Deputy Police Chief Jeffrey Israel told KQED-FM earlier this month his investigators find many people don’t want to talk on tape, at least initially, although generally speaking the department would like to record everything from the beginning of the interview. KQED is a Chauncey Bailey Project partner.

He said the department hopes next year to outfit its interview rooms with equipment that will secretly tape interrogations — as an experiment, to see how it goes.

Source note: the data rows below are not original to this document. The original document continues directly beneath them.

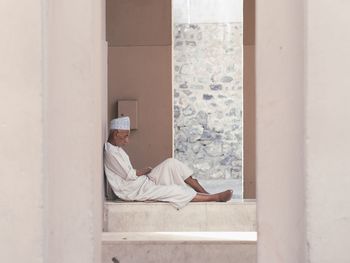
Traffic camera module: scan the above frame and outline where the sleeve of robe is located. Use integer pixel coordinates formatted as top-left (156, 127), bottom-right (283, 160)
top-left (104, 152), bottom-right (137, 181)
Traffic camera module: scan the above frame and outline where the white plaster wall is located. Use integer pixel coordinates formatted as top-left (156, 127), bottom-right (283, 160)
top-left (0, 0), bottom-right (44, 263)
top-left (256, 0), bottom-right (305, 263)
top-left (305, 0), bottom-right (350, 263)
top-left (0, 0), bottom-right (107, 263)
top-left (173, 0), bottom-right (243, 24)
top-left (45, 0), bottom-right (107, 263)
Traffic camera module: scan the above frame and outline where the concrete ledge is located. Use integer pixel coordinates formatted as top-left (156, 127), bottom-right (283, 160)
top-left (102, 232), bottom-right (257, 244)
top-left (104, 200), bottom-right (256, 232)
top-left (102, 232), bottom-right (256, 263)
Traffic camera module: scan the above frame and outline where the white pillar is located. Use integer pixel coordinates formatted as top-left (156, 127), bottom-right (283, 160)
top-left (45, 0), bottom-right (107, 263)
top-left (305, 0), bottom-right (350, 263)
top-left (0, 0), bottom-right (107, 263)
top-left (256, 0), bottom-right (305, 263)
top-left (0, 0), bottom-right (45, 263)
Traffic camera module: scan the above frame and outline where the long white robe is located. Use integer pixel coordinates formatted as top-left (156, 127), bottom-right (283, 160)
top-left (104, 142), bottom-right (196, 209)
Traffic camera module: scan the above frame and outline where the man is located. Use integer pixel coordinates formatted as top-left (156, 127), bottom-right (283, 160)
top-left (104, 117), bottom-right (232, 209)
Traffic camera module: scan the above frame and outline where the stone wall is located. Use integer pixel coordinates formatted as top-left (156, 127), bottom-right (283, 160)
top-left (173, 23), bottom-right (243, 179)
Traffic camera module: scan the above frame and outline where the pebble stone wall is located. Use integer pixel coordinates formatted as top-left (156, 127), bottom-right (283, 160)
top-left (173, 23), bottom-right (243, 179)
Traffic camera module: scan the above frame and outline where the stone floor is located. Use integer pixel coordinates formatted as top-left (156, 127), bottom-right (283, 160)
top-left (198, 179), bottom-right (243, 199)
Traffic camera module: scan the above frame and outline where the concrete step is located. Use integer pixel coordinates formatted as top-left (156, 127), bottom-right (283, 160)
top-left (102, 232), bottom-right (257, 263)
top-left (104, 200), bottom-right (256, 232)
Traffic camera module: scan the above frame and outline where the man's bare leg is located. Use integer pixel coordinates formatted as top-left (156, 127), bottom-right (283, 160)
top-left (191, 190), bottom-right (233, 202)
top-left (185, 176), bottom-right (209, 194)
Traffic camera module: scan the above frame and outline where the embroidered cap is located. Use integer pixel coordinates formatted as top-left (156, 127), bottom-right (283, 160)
top-left (109, 117), bottom-right (130, 131)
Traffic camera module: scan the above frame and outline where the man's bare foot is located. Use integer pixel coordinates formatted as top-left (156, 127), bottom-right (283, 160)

Oakland’s interrogation policy has been thrust into the spotlight by Bailey’s murder Aug. 2 and also by the recent trial of Alfonza Phillips, convicted Friday of murdering Antar Bey, former leader of the Your Black Muslim Bakery, in a failed carjacking last year.In both cases, defense attorneys questioned partial tape recordings of interrogations.

 

In the Bailey case, police sergeants Derwin Longmire and Louis Cruz taped an Aug. 3 claim by Yusuf Bey IV, CEO of Your Black Muslim Bakery in Oakland, that his employee Devaughndre Broussard had admitted to killing Bailey.

But a few minutes later, when investigators briefly left Bey IV alone with Broussard, at Broussard’s request, police did not tape the two men’s conversation.

Four minutes later Longmire and Cruz walked back in the room, and Broussard, who had originally denied killing Bailey, tearfully admitted to the crime and agreed to make a taped statement, according to police records.

Broussard’s attorney, LeRue Grim, claims Bey IV told his client in the private meeting to take the fall for the murder. In a telephone conversation taped by police the next day, a distressed Broussard told an acquaintance Bey IV had “told on me” and he “told me to tell them what happened.”

Deputy Police Chief Israel told KQED he would prefer to have had that conversation recorded, but he does not think the absence of a recording will be a problem in prosecuting the case.

The Alameda County Public Defender has long complained about the partial recordings, saying they raise doubts about the integrity of the justice process and encourage questions about whether confessions have been coerced.

The Alameda County District Attorney’s office declined to comment Monday, saying it can not comment on an issue that could be related in any way to cases not completed.

“We have to be really careful about commenting on things that could potentially be issues in cases,” said Deputy District Attorney Jeff Rubin.Assistant Public Defender Ray Keller, who heads the public defender’s felony trial staff, supports the covert recording of all interrogations, from start to finish.

“There’s absolutely no legitimate reason not to record the interrogation. A growing number of police departments are doing it,” Keller said.

In San Francisco, the departments’ 19 inspectors decide on a case by case basis when to record interrogations, but the usual practice — and the department’s preference — is all interrogations be recorded from start to finish, Murphy said.

If the person being interviewed objects, police can simply turn off the tape. But they may continue to videotape secretly, he said.

San Leandro police video and audiotape all interrogations conducted at the police department, sometimes covertly, using state-of-the-art equipment, said Tom Overton, a police lieutenant in charge of investigations.

They record interrogations in a broad range of cases, from misdemeanors like vandalism to the two or three homicides they investigate each year, he said.

“It gives a person a chance to explain their side of the story,” Overton said. “Attorneys and juries get to hear their exact words.

Police departments in Berkeley, Fremont and Hayward, and the Alameda County Sheriff’s Office, also generally record entire interrogations, sometimes covertly. These departments typically have fewer than 10 homicides a year. Richmond police did not return calls on the subject, but Assistant Public Defender Ray Keller said the department tapes from start to finish.

Spokespeople for the departments stressed the benefits of full recordings.

“If you show a suspect and they’re telling in their own words what happened, it doesn’t get any more compelling than that,” said Sgt. J.D. Nelson at the Alameda County Sheriff’s Office.